Additionally, there is absolutely no guarantee that, even if opposition groups given military support by us managed to overthrow Assad, they would be culturally allied to our interests. The US has a long history of 'the enemy of my enemy is my friend' reasoning that almost never worked. Did the mujahideen bring about an America-friendly government after the Soviet-Afghan War? No. Instead, it brought to power a group which had strong reason to be isolationist, hostile towards major powers, and deeply ethnonationalist thanks to an ingrained revanchism.

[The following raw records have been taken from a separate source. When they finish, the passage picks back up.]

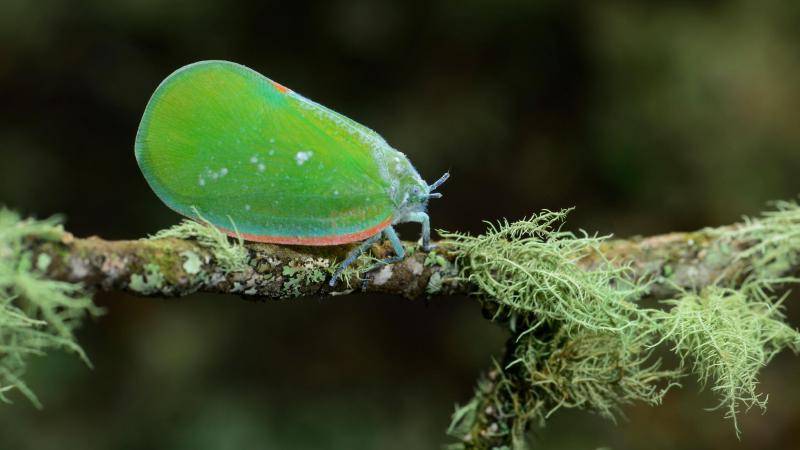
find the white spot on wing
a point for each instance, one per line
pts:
(302, 157)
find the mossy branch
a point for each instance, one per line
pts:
(170, 265)
(580, 338)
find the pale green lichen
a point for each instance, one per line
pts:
(151, 282)
(582, 340)
(193, 264)
(530, 266)
(43, 262)
(36, 314)
(434, 284)
(229, 256)
(727, 336)
(311, 271)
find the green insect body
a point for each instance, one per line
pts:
(220, 141)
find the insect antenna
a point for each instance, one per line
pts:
(438, 183)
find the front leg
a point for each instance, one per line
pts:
(355, 253)
(423, 219)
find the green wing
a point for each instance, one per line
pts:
(220, 138)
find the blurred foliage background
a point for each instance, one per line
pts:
(647, 116)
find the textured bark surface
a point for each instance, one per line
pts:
(176, 267)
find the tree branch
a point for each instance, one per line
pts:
(176, 267)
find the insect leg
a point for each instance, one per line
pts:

The US is not going to beat Assad by continuing present actions. If you want to seriously alter the political outcome in Syria, then the US needs to invade, commit ground troops for policing for a long period of time, and spend enormous amounts of money on a reconstruction programme. This would be significantly more expensive and time-consuming and American-life-endangering than Iraq, where the US did not commit sufficient troops to safeguard the rebuilding process and spent a tuppence on rebuilding the Iraqi state. If you can't commit to that, then you need to accept that US involvement is doing more harm than good, and the best possible thing the US can do is facilitate the immediate end of the war.